After more than 12 years of running my own wheat foliar fungicide efficacy trials here in Ohio, and analyzing data collected by my colleagues across the country, I have come to the conclusion that there is rarely ever a benefit to making more than one foliar fungicide application to wheat in Ohio. In fact, even a single application may not be beneficial if the cultivar is resistant to the prevalent disease in your area or conditions are not favorable for disease development. 

So if you have to make a single application, go with the one that is most likely to provide the greatest benefit in terms of disease control and return on your investment. Here are a few tips to help you make that choice, but you’ll have to scout fields to see what’s there, especially if you do not know the susceptibility of your cultivar, and pay careful attention to product labels:   

  1. For early-season diseases such as Septoria and powdery mildew, if your cultivar is susceptible, you are better off applying a fungicide at Feekes 8 (flag leaf emergence) or at Feekes 10 (boot) than at jointing (Feekes 6), for this is when we see the greatest benefit in terms of protection of the flag leaf and yield return. For mildew and Septoria, the residual effect of an early application is often not sufficient to protect the flag leaf, the most important source of sugars for grain development.  

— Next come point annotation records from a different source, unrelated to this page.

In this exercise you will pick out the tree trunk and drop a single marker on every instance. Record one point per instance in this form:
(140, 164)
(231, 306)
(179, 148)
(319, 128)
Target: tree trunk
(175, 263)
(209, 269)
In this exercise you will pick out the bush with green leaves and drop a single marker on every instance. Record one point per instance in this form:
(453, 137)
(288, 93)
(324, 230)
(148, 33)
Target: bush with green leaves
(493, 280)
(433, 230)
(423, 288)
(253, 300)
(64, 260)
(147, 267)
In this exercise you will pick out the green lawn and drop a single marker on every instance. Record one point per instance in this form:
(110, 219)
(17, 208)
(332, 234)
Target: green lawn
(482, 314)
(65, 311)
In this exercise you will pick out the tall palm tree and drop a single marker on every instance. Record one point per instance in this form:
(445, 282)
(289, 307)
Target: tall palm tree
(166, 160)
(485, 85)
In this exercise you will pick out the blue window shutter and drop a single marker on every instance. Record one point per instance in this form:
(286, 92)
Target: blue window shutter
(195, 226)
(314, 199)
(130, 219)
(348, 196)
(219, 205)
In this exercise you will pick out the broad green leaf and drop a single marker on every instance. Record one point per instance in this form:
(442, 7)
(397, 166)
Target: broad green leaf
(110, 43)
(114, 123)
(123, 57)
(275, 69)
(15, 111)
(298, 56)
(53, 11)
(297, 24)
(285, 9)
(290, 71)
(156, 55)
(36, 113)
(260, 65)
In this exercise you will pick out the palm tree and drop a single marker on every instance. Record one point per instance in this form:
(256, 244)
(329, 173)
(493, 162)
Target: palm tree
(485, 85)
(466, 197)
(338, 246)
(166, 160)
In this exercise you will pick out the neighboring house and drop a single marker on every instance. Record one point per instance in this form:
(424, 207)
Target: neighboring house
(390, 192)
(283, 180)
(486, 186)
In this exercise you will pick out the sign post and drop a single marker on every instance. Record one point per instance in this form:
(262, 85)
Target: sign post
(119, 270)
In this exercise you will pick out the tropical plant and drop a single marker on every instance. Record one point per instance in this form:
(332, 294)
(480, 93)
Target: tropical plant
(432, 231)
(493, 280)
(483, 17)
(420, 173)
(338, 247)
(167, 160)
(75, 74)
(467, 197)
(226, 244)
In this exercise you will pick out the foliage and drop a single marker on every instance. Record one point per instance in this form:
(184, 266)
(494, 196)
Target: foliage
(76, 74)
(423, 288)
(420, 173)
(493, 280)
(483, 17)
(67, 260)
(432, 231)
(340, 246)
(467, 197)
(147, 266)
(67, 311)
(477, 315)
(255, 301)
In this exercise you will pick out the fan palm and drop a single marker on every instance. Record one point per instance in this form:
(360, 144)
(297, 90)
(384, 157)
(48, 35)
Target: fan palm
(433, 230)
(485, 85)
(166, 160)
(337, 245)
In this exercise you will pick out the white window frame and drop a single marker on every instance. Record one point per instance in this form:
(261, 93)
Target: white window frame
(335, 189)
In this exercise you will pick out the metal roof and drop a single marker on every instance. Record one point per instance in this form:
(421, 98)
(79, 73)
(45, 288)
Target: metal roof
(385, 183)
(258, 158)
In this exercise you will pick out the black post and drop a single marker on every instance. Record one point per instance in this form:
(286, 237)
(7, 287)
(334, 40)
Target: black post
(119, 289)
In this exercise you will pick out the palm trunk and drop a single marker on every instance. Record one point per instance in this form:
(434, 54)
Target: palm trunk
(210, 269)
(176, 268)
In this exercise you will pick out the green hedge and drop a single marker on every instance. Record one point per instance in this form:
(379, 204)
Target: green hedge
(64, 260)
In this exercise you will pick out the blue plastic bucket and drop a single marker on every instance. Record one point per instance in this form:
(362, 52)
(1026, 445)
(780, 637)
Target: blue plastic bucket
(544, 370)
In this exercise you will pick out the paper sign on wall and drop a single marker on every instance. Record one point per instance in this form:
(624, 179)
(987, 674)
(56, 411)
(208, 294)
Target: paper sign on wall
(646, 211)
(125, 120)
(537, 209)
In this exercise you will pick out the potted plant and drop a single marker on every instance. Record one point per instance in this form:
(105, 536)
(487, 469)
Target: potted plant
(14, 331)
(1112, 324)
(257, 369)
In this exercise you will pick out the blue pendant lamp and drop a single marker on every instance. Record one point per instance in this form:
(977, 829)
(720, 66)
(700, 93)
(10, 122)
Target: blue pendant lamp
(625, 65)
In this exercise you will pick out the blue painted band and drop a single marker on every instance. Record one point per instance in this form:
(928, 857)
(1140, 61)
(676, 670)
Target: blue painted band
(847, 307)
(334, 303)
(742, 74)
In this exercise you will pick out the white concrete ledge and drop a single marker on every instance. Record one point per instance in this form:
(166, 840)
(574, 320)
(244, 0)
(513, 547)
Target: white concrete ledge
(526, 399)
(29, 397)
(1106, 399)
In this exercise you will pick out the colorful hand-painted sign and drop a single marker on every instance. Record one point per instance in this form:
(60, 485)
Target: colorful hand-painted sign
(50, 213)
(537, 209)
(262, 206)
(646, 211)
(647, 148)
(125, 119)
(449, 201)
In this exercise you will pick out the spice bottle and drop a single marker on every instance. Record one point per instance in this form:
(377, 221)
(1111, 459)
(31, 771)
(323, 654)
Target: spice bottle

  2. For mid- and late-season diseases such as rusts and Stagonospora leaf and glume blotch, the target growth stages should be between boot and heading (Feekes 10.5), unless you see Stagonospora lesions or rust pustules very early in the seasons (at or before jointing). For rust in particular, if the fungus survived in Ohio due to a mild winter, a flag leaf application may be needed to keep the disease in check, as this disease can spread rapidly and damage the upper leaves before grain fill is complete, if not controlled early.
  3. Splitting half-rate fungicide applications (half at jointing and the other half at Feekes 8 or Feekes 10) are no better than a single application at Feekes 8 or Feekes 10. Plus, this type of program only increases the risk of fungicide resistance and may damage the crop by adding multiple sets of wheel tracks.   
  4. Make sure you still have the option of using your best fungicides later in the season, just in case head scab and vomitoxin become a problem at flowering time. You should avoid applying the same active ingredient multiple times during the growing season to the same wheat field. Since Prosaro (prothioconazole + tebuconazole) and Caramba (metconazole) are your best fungicides for managing scab and vomitoxin, make sure you have the option of using one or the other at flowering. There are lots of other effective (and sometimes cheaper) fungicides to choose from for earlier applications.
  5. If the risk for head scab is high (wet, humid conditions during the days leading up to heading and flowering), do not apply a strobilurin fungicide after Feekes 10, as this may result in higher levels of vomitoxin contamination of the grain. You would be better off using your strobilurin or strobilurin+triazole combination products early in the season (between Feekes 8 and 10) to minimize potential problems with vomitoxin and free-up Prosaro or Caramba for application at flowering.